As of June 14, Fable 5 is not yet on the public Terminal-Bench 2.1 leaderboard — the June 9 leaderboard predates broad Fable 5 deployment in coding agents. Early reports suggest Fable 5 will push Claude Code’s Terminal-Bench score above its current 78.9% and likely above Opus 4.8’s SWE-Bench Pro 69.2%, but neither has been verified.

Watch for an updated Terminal-Bench 2.2 leaderboard in late June or July 2026.

If you’re in the US, you can already select Fable 5 inside Claude Code and Cursor — see How to switch to Claude Fable 5.

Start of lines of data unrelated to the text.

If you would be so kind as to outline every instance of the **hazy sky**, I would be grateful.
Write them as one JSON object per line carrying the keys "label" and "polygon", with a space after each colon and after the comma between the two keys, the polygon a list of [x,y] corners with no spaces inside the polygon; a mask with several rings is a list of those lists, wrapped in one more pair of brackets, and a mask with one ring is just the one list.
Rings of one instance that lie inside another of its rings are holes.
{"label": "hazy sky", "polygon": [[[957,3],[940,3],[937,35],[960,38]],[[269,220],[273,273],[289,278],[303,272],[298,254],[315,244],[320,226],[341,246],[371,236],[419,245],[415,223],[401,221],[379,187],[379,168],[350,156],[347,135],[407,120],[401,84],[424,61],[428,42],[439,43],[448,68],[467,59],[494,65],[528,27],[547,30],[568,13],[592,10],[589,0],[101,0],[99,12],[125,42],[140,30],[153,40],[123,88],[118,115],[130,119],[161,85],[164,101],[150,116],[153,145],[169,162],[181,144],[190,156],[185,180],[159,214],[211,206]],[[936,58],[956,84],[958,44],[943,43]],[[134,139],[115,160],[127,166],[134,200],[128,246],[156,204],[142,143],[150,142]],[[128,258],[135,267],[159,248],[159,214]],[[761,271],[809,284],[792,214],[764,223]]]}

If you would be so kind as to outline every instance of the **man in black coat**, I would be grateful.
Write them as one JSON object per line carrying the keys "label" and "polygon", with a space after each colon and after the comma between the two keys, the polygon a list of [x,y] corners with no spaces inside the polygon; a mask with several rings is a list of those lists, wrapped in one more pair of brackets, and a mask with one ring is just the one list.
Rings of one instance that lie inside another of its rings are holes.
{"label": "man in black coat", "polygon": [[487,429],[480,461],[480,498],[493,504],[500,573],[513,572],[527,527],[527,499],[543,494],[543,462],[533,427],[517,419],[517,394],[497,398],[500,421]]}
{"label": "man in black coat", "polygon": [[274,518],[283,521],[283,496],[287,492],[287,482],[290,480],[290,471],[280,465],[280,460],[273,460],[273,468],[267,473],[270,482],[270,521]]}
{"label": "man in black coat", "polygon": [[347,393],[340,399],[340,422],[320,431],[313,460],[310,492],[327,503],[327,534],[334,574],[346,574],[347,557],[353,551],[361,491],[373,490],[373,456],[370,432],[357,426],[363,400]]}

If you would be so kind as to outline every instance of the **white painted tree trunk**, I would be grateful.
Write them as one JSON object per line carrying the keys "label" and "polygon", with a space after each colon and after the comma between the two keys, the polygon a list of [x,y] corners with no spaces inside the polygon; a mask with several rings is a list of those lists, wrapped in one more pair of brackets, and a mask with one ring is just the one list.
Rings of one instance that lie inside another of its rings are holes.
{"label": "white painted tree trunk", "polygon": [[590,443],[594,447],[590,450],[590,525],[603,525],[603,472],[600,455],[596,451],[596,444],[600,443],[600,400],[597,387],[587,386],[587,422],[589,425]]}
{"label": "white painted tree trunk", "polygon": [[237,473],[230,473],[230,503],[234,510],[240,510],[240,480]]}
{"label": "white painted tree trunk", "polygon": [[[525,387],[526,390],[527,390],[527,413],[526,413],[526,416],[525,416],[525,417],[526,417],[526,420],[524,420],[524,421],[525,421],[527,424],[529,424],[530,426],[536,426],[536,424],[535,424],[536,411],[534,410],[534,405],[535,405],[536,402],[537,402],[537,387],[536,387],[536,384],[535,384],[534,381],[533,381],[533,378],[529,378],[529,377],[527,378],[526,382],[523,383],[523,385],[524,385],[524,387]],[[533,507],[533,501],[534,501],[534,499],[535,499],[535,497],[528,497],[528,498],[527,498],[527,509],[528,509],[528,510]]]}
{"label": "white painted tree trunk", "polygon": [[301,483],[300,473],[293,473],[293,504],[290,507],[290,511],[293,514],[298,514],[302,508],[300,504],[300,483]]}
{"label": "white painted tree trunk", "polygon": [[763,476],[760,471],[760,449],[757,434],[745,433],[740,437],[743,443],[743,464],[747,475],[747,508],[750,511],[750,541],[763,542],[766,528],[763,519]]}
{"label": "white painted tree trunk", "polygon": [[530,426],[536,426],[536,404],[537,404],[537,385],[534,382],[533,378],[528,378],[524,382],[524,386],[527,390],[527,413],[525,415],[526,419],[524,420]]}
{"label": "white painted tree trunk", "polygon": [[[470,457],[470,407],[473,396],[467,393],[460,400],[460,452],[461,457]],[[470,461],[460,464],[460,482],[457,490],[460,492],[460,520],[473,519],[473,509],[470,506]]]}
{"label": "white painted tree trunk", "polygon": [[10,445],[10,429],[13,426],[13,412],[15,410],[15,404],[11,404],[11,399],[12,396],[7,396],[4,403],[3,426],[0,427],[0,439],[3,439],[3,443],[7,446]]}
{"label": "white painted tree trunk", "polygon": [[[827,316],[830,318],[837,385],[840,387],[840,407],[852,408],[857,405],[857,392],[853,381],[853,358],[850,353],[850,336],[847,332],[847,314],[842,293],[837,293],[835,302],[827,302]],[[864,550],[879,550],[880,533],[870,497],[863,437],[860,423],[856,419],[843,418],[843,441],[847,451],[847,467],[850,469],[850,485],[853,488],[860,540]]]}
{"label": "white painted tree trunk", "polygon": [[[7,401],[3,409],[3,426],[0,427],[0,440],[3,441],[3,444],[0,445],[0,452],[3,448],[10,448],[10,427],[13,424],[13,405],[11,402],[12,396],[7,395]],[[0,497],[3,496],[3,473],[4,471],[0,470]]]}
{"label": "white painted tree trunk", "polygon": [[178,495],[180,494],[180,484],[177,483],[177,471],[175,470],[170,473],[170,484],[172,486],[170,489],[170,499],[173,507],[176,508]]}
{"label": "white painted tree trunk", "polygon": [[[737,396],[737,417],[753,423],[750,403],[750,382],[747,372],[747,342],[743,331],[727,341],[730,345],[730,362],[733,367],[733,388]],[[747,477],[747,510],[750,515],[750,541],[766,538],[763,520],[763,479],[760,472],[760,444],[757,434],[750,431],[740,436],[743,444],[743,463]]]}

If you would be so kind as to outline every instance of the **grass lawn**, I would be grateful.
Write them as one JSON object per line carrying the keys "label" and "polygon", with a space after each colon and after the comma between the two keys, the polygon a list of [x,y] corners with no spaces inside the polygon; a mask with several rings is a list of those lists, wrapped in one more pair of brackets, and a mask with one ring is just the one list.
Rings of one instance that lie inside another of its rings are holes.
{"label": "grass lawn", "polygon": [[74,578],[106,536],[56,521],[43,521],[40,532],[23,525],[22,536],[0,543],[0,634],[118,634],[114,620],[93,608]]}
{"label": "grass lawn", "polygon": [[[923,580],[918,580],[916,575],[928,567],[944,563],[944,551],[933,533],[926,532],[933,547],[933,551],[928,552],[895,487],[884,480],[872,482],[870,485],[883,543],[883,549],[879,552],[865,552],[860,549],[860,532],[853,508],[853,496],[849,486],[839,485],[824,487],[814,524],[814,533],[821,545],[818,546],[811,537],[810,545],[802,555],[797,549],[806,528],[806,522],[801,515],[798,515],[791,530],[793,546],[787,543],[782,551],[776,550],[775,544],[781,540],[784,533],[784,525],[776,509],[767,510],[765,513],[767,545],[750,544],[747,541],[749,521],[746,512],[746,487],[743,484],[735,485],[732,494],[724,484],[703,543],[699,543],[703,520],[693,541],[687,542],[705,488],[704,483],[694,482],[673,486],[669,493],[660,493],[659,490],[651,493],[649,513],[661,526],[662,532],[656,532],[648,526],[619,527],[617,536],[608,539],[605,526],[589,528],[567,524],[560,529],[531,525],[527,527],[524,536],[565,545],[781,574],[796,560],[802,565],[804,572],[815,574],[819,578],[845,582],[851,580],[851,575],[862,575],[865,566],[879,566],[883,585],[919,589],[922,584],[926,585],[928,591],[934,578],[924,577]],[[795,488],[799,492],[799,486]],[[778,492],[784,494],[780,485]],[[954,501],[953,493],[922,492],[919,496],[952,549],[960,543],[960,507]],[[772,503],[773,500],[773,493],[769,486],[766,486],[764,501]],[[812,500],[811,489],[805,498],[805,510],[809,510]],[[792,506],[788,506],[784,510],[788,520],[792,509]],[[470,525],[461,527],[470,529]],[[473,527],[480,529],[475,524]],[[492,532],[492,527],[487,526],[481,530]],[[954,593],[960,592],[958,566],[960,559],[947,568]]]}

Free / open-source alternatives

If you don’t want to pay any vendor, three options stand out as of June 2026:

ToolLicenseStarsNotes
Gemini CLIApache 2.01,000 free requests/day with Gemini 3.1 Pro
AiderApache 2.0~30KYou pay only LLM API costs; model-agnostic; Polyglot benchmark reference
OpenCodeMIT172,198Most-starred open source agent; supports 75+ providers

OpenCode is the most popular open-source agent by GitHub stars and adopts a model-agnostic posture similar to Aider. Both are strong choices if you want to avoid vendor lock-in.

The decision tree

Question 1: Do you want the highest benchmark score on terminal tasks?
  Yes → Codex CLI + GPT-5.5 (83.4% Terminal-Bench 2.1)
  No  → Continue to Q2.

Question 2: Do you want the highest depth on real GitHub issue fixes?
  Yes → Claude Code + Opus 4.8 (69.2% SWE-Bench Pro)
  No  → Continue to Q3.

Question 3: Are you budget-constrained and want a generous free tier?
  Yes → Gemini CLI (1,000 free req/day at Gemini 3.1 Pro tier)
  No  → Continue to Q4.

Question 4: Do you want model-agnostic open source?
  Yes → Aider or OpenCode
  No  → GitHub Copilot CLI (cheapest paid at $10/mo)

Scores from the public tbench.ai Terminal-Bench 2.1 leaderboard and llm-stats.com SWE-Bench Verified leaderboard, verified June 14, 2026. Watch for Terminal-Bench 2.2 results with Fable 5 in late June or July 2026.